Mi dette in mano la copertina del long playing. C’era in primo piano un musicista di profilo, biondissimo, con la barba, che imbocca l’ancia di un sassofono. Il pezzo che ascoltavamo s’intitolava Disc Jockey Jump, e il tizio mi spiegò che era un batterista molto famoso in America negli anni ’40 del Novecento. E io dissi: “Che c’entra un batterista se suona il sassofono?”. E il proprietario del negozio mi spiegò che l’orchestra era del batterista che si chiamava Gene Krupa, ma il disco era composto interamente da brani musicali arrangiati dal sassofonista, ed era l’omaggio a questo arrangiatore per musiche da big band. Gli chiesi di ascoltare altri pezzi e lui dopo il secondo mi disse: “Guarda che questo è un grandissimo disco. Compralo. Anche se sei piccolo, magari puoi apprezzare questa musica”. Tornai in albergo. Durante la cena cercavo di ricordare l’assolo di batteria e pensavo: che vuol dire “sei piccolo”? A me piaceva quella musica.
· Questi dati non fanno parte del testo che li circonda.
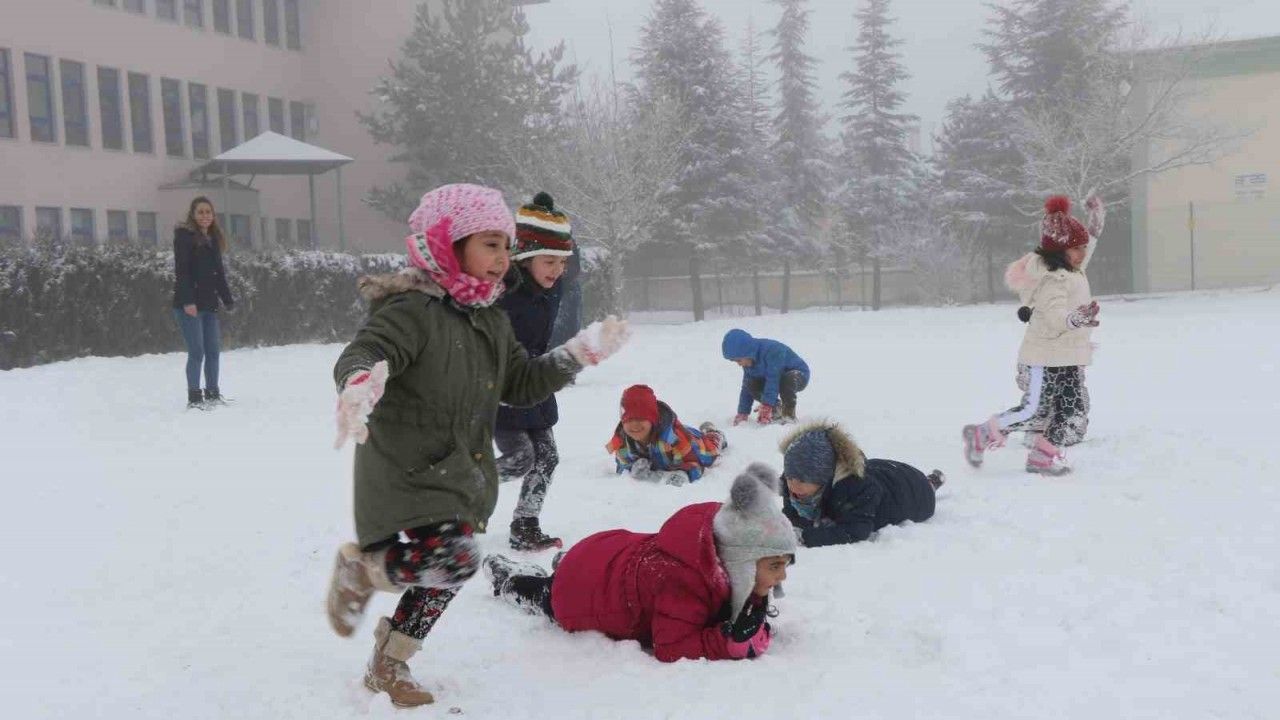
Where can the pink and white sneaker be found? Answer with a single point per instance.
(981, 438)
(1046, 459)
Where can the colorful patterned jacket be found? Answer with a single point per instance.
(677, 447)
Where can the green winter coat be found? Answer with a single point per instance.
(429, 456)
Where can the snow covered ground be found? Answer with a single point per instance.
(173, 564)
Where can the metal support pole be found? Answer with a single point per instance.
(311, 187)
(342, 226)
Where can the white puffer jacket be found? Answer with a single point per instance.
(1050, 340)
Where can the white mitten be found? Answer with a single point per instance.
(598, 341)
(356, 401)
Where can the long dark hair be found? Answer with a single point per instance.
(1055, 259)
(215, 231)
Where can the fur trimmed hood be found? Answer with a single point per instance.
(380, 287)
(850, 459)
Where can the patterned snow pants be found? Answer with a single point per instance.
(1055, 402)
(433, 561)
(530, 455)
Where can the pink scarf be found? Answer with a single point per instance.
(433, 253)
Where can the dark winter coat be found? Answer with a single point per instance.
(531, 310)
(666, 589)
(769, 360)
(865, 496)
(429, 456)
(199, 274)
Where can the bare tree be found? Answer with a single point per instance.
(609, 173)
(1133, 118)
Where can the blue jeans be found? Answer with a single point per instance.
(202, 341)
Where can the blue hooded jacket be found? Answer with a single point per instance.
(771, 359)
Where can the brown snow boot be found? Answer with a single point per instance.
(355, 578)
(388, 668)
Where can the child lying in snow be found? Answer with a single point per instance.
(653, 445)
(835, 495)
(696, 588)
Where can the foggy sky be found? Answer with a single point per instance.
(938, 36)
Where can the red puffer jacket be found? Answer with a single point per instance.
(664, 589)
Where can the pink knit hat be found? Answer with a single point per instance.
(470, 208)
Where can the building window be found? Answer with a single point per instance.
(275, 114)
(49, 223)
(272, 22)
(245, 18)
(74, 105)
(8, 128)
(40, 99)
(298, 121)
(199, 95)
(147, 233)
(292, 26)
(170, 105)
(223, 16)
(10, 224)
(193, 13)
(283, 232)
(140, 112)
(250, 110)
(82, 226)
(109, 108)
(227, 135)
(305, 238)
(117, 226)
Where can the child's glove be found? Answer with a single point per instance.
(1084, 315)
(598, 341)
(766, 415)
(749, 634)
(356, 401)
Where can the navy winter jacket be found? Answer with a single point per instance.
(199, 276)
(531, 310)
(853, 507)
(769, 360)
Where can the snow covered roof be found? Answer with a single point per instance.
(273, 154)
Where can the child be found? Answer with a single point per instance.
(524, 434)
(653, 445)
(696, 588)
(421, 383)
(769, 370)
(835, 495)
(1060, 318)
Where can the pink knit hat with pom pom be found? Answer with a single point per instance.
(470, 209)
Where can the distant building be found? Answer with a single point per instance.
(106, 106)
(1219, 224)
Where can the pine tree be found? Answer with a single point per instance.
(799, 146)
(978, 177)
(465, 96)
(874, 139)
(682, 58)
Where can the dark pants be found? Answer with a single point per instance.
(791, 383)
(530, 455)
(432, 561)
(201, 335)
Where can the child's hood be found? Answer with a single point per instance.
(850, 459)
(739, 343)
(375, 288)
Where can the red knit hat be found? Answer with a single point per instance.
(639, 402)
(1059, 229)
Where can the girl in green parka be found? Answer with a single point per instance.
(419, 390)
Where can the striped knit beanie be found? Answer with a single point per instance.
(542, 229)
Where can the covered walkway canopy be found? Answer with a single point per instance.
(273, 154)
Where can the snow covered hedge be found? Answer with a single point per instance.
(60, 301)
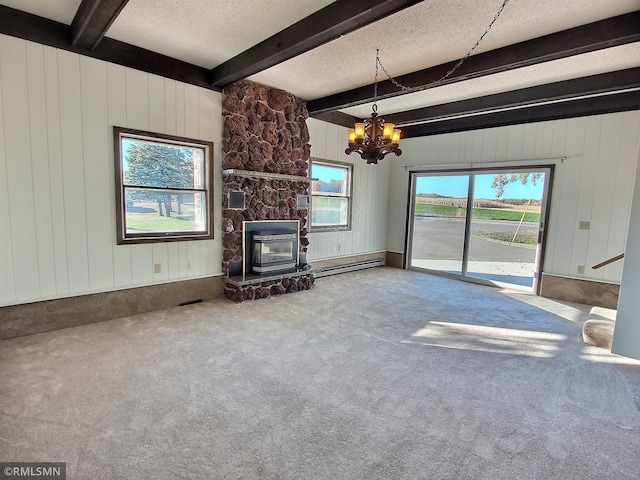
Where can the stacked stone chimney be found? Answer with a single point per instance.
(266, 162)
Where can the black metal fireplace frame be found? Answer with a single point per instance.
(269, 227)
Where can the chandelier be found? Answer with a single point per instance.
(373, 138)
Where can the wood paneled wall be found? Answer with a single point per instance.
(370, 197)
(57, 199)
(594, 183)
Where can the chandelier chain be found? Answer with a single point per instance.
(450, 72)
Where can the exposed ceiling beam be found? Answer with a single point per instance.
(620, 102)
(607, 33)
(92, 20)
(331, 22)
(596, 94)
(17, 23)
(516, 99)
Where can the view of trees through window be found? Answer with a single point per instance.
(164, 188)
(330, 195)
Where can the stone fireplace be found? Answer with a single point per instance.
(265, 183)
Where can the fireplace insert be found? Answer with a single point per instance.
(274, 251)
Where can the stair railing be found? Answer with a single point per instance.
(608, 261)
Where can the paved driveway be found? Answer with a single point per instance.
(437, 245)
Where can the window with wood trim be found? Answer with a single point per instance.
(163, 187)
(330, 195)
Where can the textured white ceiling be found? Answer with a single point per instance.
(205, 32)
(208, 32)
(429, 33)
(593, 63)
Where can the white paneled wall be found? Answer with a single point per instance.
(369, 200)
(595, 182)
(57, 199)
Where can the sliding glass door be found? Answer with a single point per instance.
(440, 209)
(496, 240)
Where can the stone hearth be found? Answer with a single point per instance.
(265, 177)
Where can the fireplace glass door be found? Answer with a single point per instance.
(273, 252)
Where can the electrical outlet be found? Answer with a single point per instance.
(584, 225)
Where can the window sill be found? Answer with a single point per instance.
(329, 229)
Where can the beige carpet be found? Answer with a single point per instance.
(378, 374)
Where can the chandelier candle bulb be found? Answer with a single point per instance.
(388, 131)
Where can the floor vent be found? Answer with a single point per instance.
(324, 272)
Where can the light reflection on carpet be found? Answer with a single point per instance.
(488, 339)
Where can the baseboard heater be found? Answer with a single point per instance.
(350, 267)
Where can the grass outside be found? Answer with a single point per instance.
(522, 239)
(490, 213)
(148, 220)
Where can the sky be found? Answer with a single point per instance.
(456, 186)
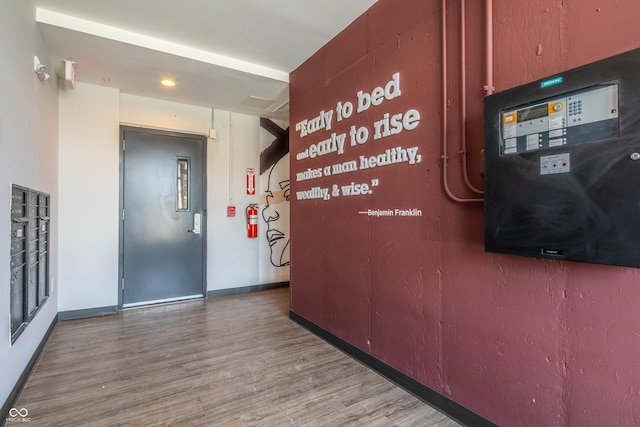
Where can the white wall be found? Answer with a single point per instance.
(232, 257)
(89, 197)
(28, 157)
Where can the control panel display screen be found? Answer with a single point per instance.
(578, 117)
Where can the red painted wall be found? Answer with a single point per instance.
(520, 341)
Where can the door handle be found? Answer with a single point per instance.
(196, 224)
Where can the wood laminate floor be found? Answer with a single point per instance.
(229, 361)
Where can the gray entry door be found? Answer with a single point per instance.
(163, 217)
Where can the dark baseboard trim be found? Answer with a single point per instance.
(246, 289)
(422, 392)
(87, 312)
(13, 396)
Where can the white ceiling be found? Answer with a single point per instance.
(233, 55)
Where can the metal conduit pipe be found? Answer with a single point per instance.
(463, 95)
(445, 157)
(489, 88)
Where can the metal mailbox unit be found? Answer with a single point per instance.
(562, 165)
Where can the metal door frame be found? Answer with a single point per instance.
(123, 129)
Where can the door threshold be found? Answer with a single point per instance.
(163, 301)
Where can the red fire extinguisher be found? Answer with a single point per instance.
(252, 221)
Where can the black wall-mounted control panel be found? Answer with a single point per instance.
(562, 165)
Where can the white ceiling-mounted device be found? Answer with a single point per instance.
(70, 73)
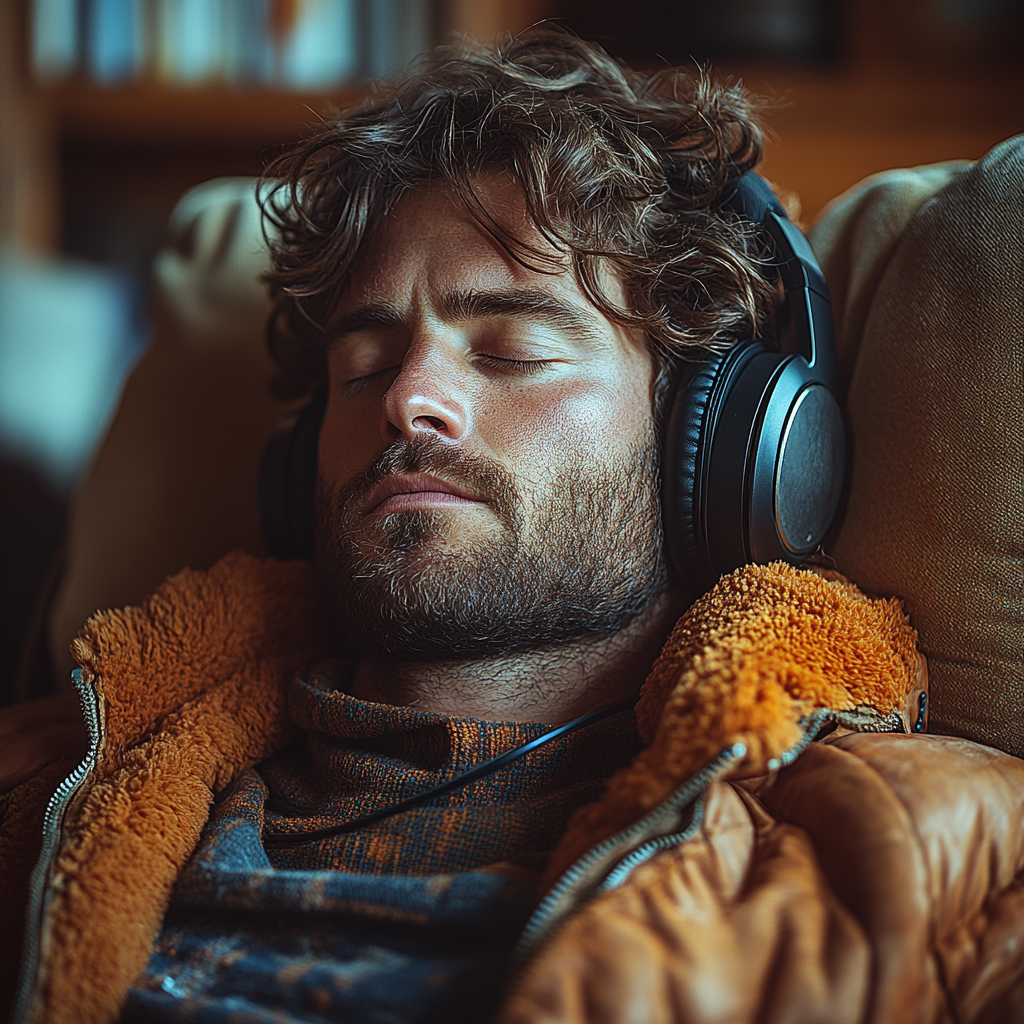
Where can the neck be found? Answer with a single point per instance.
(549, 686)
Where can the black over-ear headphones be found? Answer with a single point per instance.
(755, 449)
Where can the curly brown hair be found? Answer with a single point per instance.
(617, 169)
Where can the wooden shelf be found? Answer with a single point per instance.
(207, 117)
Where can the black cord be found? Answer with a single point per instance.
(272, 839)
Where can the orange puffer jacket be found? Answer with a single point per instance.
(736, 871)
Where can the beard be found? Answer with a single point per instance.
(583, 558)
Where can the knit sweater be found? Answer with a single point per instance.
(413, 919)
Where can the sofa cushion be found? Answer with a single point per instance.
(934, 356)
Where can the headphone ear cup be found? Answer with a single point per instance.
(684, 465)
(287, 485)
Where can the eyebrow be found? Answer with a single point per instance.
(460, 306)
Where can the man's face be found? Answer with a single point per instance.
(487, 461)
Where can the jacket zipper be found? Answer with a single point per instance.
(52, 822)
(692, 791)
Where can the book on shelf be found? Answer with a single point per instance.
(302, 45)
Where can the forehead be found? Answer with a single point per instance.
(430, 242)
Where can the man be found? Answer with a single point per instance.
(492, 271)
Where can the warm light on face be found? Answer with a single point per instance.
(487, 457)
(441, 332)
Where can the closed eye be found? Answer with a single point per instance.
(357, 383)
(515, 366)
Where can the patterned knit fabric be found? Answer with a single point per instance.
(355, 758)
(412, 920)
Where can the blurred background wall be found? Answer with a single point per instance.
(111, 109)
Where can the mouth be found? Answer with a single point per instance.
(410, 492)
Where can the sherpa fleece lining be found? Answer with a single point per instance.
(190, 692)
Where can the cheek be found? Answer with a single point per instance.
(349, 438)
(546, 426)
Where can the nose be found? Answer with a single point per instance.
(425, 396)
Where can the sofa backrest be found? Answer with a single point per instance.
(926, 268)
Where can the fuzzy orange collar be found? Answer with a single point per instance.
(750, 663)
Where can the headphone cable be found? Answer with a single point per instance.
(283, 839)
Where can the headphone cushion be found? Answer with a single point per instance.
(686, 448)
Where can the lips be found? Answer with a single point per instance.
(413, 491)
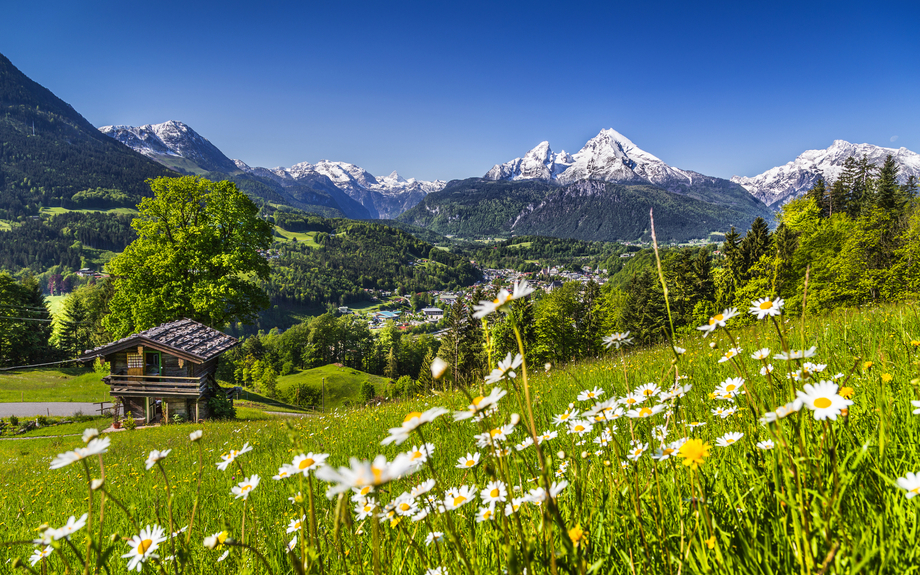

Il giorno seguente feci opera di corruzione nei confronti di mia madre per farmi dare 12mila lire. Le dissi che se non mi avesse dato quei soldi avrei piantato un casino totale per rientrare a casa prima del tempo. E quelle 12mila lire sul momento potevano essere la maniera per tenermi tranquillo. Tornai al negozio del giorno prima. Mi sentivo abbastanza grande per comprare il jazz. Andai dritto dal tizio e gli dissi: “Voglio il disco di ieri”. Uscii dal negozio con Gerry Mulligan, The Arranger. Era settembre 1977. Disc Jockey Jump era stato registrato soltanto trenta anni prima, il 22 gennaio 1947. È passato più tempo da quando comprai il mio primo disco di jazz a oggi, di quanto non ne fosse passato dalla registrazione all’incisione e alla commercializzazione. Se ancora oggi prendo quel vinile e lo metto sul piatto, ricordo a memoria ogni frase e melodia di quei brani musicali. Montecatini Terme per me esiste esclusivamente in funzione di quel disco.